Langfristig muss das Land sein Leistungsbilanzdefizit verringern. Importiert werden vor allem Öl und Gas aus Russland, im Vergleich dazu sind die Exporte zu gering. Ankara bleibt also nur die Möglichkeit, auf der Wertschöpfungskette weiter nach oben zu klettern und so die Exporte zu steigern. Dafür wiederum sind mehr Investitionen in Bildung nötig. Das wird Jahre dauern - und die harte Politik gegen Andersdenkende, die Massenverhaftungen, die Suspendierung von kritischen Professoren trägt ganz sicher nicht dazu bei, den Bildungsstand zu verbessern. 

Immerhin - noch gibt es im AKP-Lager ein Team um den stellvertretenden Premierminister Mehmet Simsek mit wirtschaftlichem Sachverstand. Zuletzt wurden aber immer wieder Gerüchte laut, wonach Simsek von Bord gehe. Erdoğan selbst fällt in Wirtschaftsfragen oft durch extreme Inkompetenz auf. Immer wieder wettert er gegen eine „internationale Zinslobby“, zudem hängt er der kruden Theorie an, hohe Leitzinsen würden die Inflation erst schaffen. Vor internationalen Investoren in London kündigte er jüngst an, die Zentralbank stärker zu kontrollieren. Kurz danach mussten Simsek und Co nochmals nach London reisen, um die Äußerungen ihres Chefs abzuschwächen. Am Tag nach dem Wahlsieg stabilisierte sich die türkische Lira, was damit zu tun hat, dass die Märkte sich von einem klaren Ausgang mehr Stabilität als von einer Zitterpartie erhoffen. Dass der alten neuen Regierung eine Trendumkehr gelingt, ist unwahrscheinlich.
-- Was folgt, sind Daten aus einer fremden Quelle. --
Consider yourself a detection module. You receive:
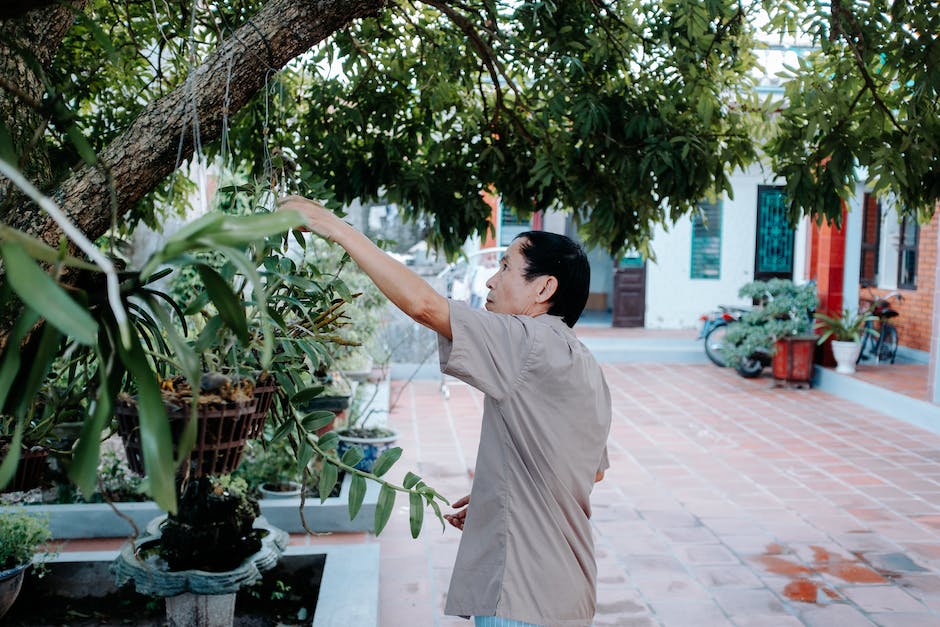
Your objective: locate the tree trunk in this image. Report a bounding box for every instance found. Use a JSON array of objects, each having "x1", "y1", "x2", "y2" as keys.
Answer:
[
  {"x1": 6, "y1": 0, "x2": 389, "y2": 246},
  {"x1": 0, "y1": 0, "x2": 87, "y2": 196}
]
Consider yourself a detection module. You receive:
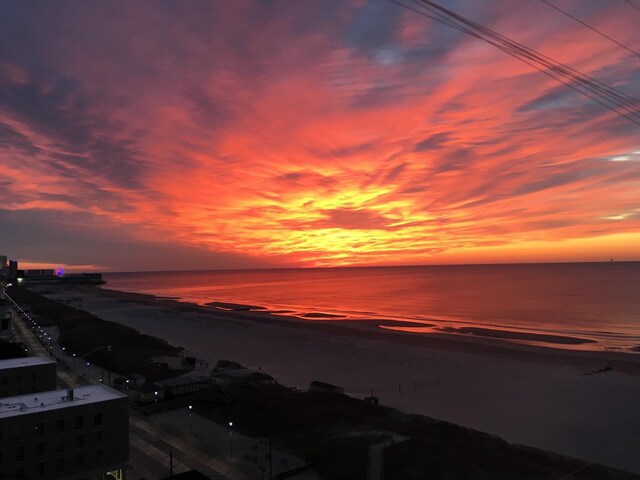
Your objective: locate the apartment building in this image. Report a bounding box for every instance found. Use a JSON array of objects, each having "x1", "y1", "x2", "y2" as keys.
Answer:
[
  {"x1": 0, "y1": 357, "x2": 56, "y2": 398},
  {"x1": 0, "y1": 385, "x2": 129, "y2": 480}
]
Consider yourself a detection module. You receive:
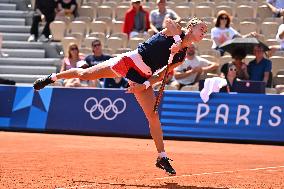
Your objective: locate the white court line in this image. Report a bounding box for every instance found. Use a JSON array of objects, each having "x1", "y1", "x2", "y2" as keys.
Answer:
[
  {"x1": 155, "y1": 165, "x2": 284, "y2": 180},
  {"x1": 55, "y1": 184, "x2": 97, "y2": 189},
  {"x1": 55, "y1": 165, "x2": 284, "y2": 189}
]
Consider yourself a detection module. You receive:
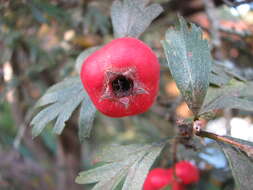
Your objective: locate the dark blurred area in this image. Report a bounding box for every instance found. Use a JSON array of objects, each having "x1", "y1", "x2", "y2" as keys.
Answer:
[{"x1": 0, "y1": 0, "x2": 253, "y2": 190}]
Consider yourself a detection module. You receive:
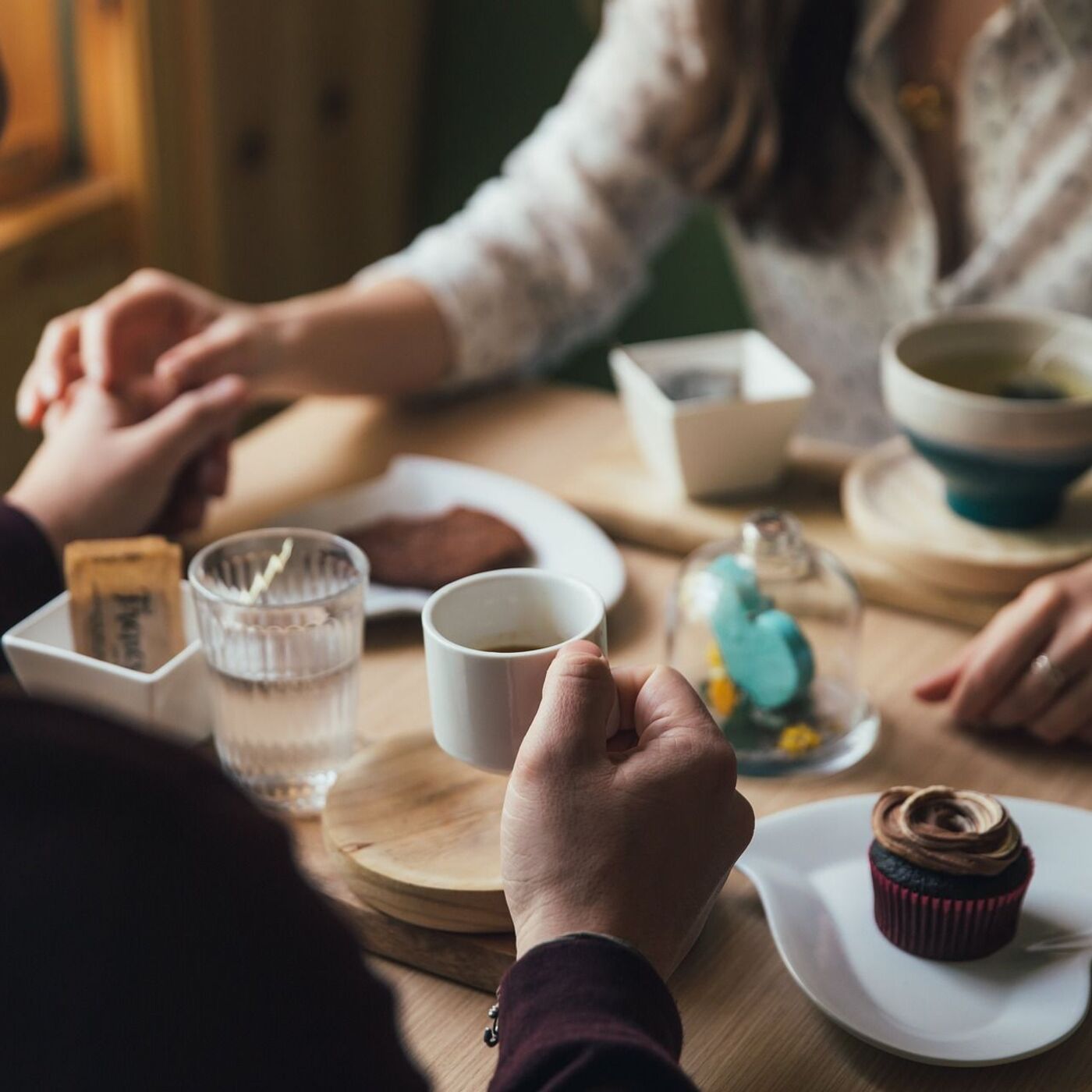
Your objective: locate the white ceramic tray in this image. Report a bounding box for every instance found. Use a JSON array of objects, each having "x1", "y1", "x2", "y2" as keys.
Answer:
[
  {"x1": 739, "y1": 794, "x2": 1092, "y2": 1065},
  {"x1": 270, "y1": 456, "x2": 626, "y2": 618}
]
Weiter vertiefen wird sich die Spaltung der türkischen Gesellschaft. Der Graben ist nicht nur politisch zu verstehen, sondern auch wirtschaftlich. „Mit den AKP-nahen Unternehmen Geschäfte machen? Nie im Leben!“, sagt Deniz Kaya, eine junge Unternehmerin aus Istanbul. Ihren echten Namen möchte sie nicht nennen. Dagegen berichtet ein Bauunternehmer: „Wer in dieser Branche erfolgreich sein will, muss AKP-Mitglied sein“.

„Manchmal kommt es mir vor, als seien wir zwei Völker“, sagt Kaya. Ein säkulares und ein konservatives. Nimmt man die Kurden noch dazu, sind es drei. Sie alle leben in einem Land mit einem Präsidenten, der nun so viel Macht hat, wie keiner vor ihm.